As to FD diagnosis, other studies that associate types of FD to the levels of iron in children are scarce, which impair comparisons. Nevertheless, this lack of association may be due to the specific repertoire of foods consumed by children and not the type of FD itself, since foods rejected may not necessarily be the ones that are sources of iron. However, this variable was not available at the moment of data collection and could not be analyzed. As well as the type of FD, the repertoire (quantity) of foods consumed by the children probably does not predict iron depletion or anemia either, according to the present results. Studies that evaluate impact of picky eating on daily intake of iron have not been found. Therefore, it is possible that the restriction found (average of 21 foods) is sufficient for the adequate supply of macro- and micronutrients for these children. As the correlation between this variable and the Hb and ferritin in the extreme quartiles of the sample were average (r = 0.50), it is suggested that the test is replicated in studies with a wider sample and the inclusion of other dietary variables (such as food types and groups) to provide a deeper investigation. Nevertheless, the total repertoire of ingested food by the child does not seem suggestive of the risk of anemia.
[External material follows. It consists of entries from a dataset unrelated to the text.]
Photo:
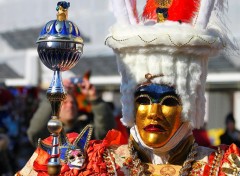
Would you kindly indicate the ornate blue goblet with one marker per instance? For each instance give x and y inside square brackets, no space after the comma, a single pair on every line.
[60,47]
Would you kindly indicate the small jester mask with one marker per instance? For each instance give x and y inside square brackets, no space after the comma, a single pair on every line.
[73,154]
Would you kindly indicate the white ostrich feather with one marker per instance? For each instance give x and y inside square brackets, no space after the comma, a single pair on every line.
[123,11]
[205,10]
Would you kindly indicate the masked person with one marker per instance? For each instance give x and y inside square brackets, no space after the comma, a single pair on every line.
[163,67]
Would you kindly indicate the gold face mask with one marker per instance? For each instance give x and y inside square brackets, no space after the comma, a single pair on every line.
[158,114]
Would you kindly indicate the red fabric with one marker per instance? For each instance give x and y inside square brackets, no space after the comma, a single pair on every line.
[182,10]
[95,163]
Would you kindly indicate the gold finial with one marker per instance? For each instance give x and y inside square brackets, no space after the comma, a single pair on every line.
[162,9]
[62,9]
[149,76]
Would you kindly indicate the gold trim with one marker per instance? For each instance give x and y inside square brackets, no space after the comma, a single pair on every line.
[170,39]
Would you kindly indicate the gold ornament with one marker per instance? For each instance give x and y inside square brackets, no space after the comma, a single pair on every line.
[162,10]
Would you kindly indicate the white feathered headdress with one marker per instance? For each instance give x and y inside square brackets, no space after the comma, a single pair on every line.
[175,49]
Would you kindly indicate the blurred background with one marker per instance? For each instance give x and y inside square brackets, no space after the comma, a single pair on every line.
[23,78]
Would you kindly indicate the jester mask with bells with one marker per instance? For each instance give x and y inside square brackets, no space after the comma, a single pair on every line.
[73,154]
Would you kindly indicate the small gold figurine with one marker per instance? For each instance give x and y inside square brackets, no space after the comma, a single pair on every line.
[162,10]
[62,9]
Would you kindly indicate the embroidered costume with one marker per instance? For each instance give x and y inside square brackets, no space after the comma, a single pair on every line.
[162,61]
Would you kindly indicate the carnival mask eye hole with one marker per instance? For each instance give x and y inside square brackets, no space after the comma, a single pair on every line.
[79,155]
[143,100]
[71,157]
[170,101]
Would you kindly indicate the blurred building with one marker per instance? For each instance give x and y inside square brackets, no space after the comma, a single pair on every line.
[22,20]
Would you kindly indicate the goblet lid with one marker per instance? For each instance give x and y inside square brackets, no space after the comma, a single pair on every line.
[60,29]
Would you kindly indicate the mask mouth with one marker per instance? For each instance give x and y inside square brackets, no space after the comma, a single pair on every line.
[155,128]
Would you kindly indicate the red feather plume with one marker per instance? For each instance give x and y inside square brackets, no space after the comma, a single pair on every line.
[180,10]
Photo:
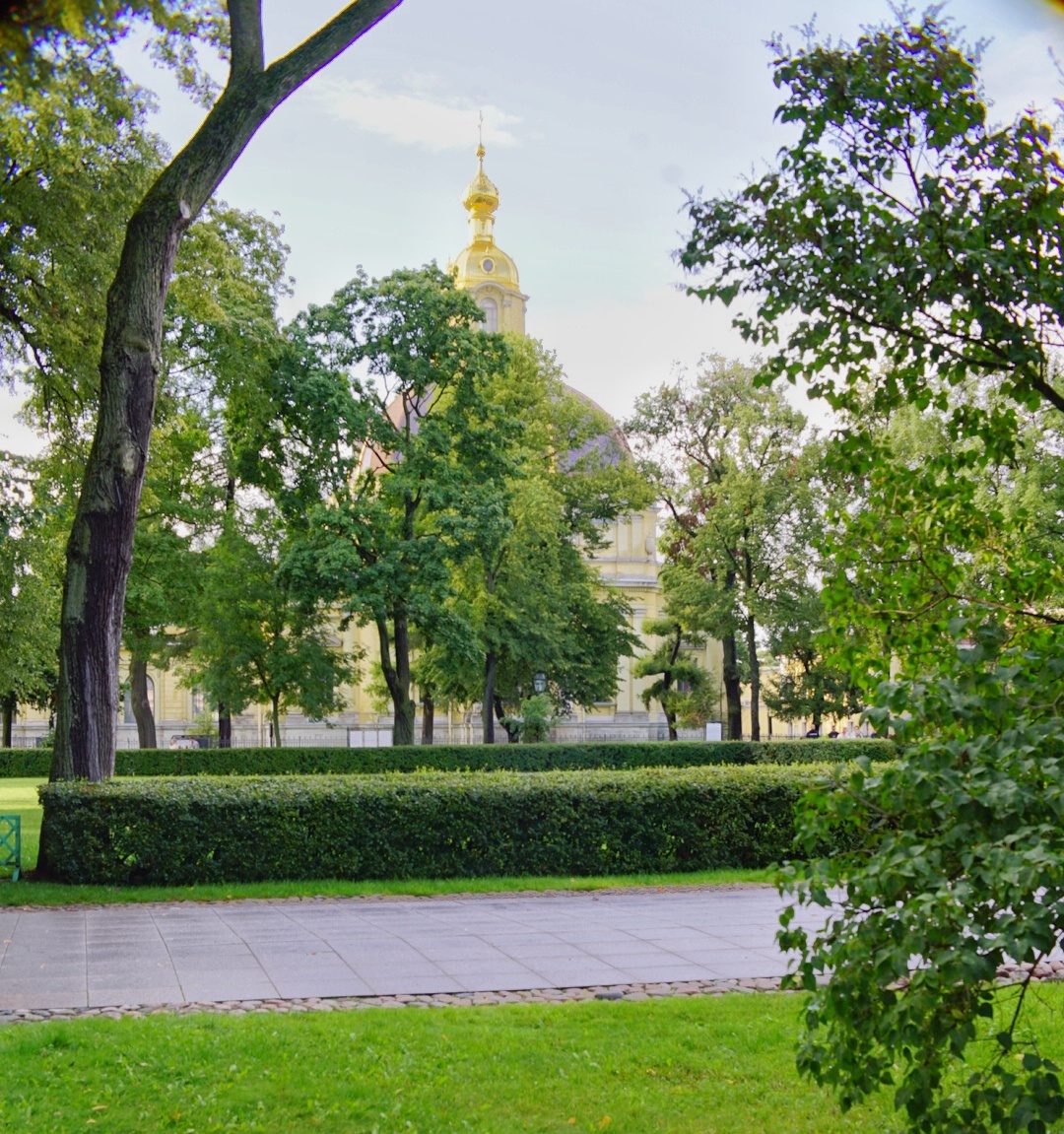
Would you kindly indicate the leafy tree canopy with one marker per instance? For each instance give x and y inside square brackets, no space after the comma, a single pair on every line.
[900,230]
The study has limitations, such as the restricted sample size (insufficient to prove hypothesis) and the absence of a control group and the limited frequency of anemia and iron depletion found, which hampers comparisons, besides the variable of the dietary consumption of sources of iron in the analysis, or the variable “consumed food repertoire” stratified into food groups. The fact that the sample consists of patients from high socioeconomic level is also considered a limitation. Results, therefore, cannot be extrapolated to the overall population. However, the fact that it is a study done exclusively with children showing complaints of feeding difficulties is considered a strong trait, which adds to the discussion that the inadequate food intake is not always followed by biochemical alterations, and contributes to the scenario of scarce scientific published evidences internationally.

Conclusions

There is no evidence that the type of feeding difficulty diagnosis or the repertoire of foods children consumed are associated with anemia or iron depletion in the sample, even when controlled for the extreme quartiles of the sample or for age, birth weight, duration of exclusive breastfeeding, and iron supplementation. The low prevalence of anemia found was similar to data from developed countries and could be related to the higher social and economic level of the studied population, as well as to the intake of fortified dairy products characteristic of the sample. These results could be a soothing factor for caregivers during the child’s clinical follow-up for FD. A reproduction of this study is suggested with representative samples, with the inclusion of variables of dietary consumption of iron, for the confirmation of these hypotheses.